As a rookie emergency medical technician, Jeffrey Brown went to work his first day on the job both excited and nervous. He was starting work for a private service in Oklahoma. However, it was not a typical first day on the job. It was September 11, 2001, and fire departments, ambulance services and hospitals across the country were being warned by authorities that there had been threats of terrorists loading up ambulances with explosives and blowing them up at hospital doors. In the next days and weeks that followed, Brown and his fellow EMTs and paramedics received frantic calls from paranoid citizens who saw anthrax in every letter and small pox in every child coming down with a common case of chicken pox.

Most EMTs have easier starts to their job. EMTs and paramedics say they’ve had so much textbook and clinical training by the time they begin their careers, that they feel ready to treat patients in any number of unpredictable conditions. Still the first year is a crucial, steep learning curve for those embarking on such a tough job.

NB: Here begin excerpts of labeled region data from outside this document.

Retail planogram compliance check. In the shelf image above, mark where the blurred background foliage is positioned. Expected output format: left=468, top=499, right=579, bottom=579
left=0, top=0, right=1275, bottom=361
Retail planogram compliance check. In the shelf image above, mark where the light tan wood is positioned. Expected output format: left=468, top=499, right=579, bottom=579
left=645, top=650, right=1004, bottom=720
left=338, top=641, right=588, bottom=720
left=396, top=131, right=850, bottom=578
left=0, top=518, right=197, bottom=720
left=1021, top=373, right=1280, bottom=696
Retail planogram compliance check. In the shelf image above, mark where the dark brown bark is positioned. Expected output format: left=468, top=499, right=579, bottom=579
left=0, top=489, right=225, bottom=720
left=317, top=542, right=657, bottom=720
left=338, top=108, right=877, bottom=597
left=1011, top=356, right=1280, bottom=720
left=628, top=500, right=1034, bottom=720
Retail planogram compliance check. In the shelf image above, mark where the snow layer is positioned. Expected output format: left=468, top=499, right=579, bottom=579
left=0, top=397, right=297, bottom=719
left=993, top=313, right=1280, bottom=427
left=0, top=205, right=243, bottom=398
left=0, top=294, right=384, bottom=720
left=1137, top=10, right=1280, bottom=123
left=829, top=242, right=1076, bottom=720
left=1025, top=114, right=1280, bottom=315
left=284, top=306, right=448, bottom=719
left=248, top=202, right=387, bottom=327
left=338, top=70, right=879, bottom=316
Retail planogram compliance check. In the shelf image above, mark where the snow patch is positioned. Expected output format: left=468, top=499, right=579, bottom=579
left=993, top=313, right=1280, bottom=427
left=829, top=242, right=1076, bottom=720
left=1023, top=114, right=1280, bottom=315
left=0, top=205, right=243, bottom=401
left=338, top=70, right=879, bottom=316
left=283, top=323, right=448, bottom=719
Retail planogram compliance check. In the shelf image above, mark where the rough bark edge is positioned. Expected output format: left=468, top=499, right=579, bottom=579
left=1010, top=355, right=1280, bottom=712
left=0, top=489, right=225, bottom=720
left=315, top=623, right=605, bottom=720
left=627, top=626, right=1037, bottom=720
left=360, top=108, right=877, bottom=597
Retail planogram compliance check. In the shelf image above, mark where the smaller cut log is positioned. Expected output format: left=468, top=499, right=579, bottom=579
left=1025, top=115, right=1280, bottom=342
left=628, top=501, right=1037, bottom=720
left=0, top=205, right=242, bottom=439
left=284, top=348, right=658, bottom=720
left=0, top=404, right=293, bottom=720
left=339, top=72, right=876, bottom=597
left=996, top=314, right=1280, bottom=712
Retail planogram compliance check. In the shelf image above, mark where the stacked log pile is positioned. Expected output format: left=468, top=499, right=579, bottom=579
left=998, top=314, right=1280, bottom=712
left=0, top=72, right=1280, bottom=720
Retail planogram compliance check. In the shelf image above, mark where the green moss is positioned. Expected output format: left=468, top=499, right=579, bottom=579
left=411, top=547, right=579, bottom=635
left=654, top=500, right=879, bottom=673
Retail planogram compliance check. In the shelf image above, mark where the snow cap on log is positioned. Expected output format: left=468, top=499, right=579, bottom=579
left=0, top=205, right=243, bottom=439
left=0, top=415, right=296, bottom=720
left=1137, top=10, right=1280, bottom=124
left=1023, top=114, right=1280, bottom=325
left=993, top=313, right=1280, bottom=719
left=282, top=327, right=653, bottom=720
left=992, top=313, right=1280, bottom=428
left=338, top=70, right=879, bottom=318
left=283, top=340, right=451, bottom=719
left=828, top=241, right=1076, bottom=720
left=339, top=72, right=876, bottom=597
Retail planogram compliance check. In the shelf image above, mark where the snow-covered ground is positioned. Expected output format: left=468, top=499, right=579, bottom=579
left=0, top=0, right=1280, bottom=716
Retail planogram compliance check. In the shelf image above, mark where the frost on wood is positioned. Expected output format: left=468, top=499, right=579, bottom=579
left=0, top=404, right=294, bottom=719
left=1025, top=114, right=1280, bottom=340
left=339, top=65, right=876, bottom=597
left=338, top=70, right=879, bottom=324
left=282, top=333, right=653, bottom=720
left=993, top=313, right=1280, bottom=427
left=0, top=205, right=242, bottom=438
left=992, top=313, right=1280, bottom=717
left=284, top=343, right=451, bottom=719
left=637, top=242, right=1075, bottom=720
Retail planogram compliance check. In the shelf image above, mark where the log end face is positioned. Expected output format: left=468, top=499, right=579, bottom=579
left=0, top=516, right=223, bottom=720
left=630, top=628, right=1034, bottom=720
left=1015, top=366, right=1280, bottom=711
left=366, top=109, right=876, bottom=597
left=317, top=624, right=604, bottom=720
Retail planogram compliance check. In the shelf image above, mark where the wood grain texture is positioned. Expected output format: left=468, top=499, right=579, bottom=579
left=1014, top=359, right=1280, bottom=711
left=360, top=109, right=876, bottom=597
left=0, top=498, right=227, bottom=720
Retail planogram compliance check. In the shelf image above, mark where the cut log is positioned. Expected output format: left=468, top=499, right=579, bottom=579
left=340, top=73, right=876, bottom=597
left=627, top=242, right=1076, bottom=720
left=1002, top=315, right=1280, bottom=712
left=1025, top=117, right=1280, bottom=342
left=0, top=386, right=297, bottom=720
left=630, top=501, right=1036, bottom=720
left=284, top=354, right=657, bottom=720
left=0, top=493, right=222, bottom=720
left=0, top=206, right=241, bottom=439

“The hardest part is realizing that you can’t help everyone,” says Brown, who now lives in New Orleans. He recalls patients such as an elderly man who refused help despite his children’s worried pleas. Beyond the patients who cannot be helped medically, there are also those whom EMTs cannot help for legal reasons, such as a man who insisted he was fine even though EMS and his own children could see that he was not.

Trial by Fire

Fortunately for students who might not be cut out for dealing with patients in often-difficult circumstances, EMT and paramedic programs require clinical training. The education of EMTs and paramedics (who are also EMTs but have additional classroom and clinical training beyond the EMT-basic or -intermediate level) includes clinical experience, such as following and assisting real EMTs on the job. Usually a percentage of students drop out at this stage, realizing the work isn’t right for them.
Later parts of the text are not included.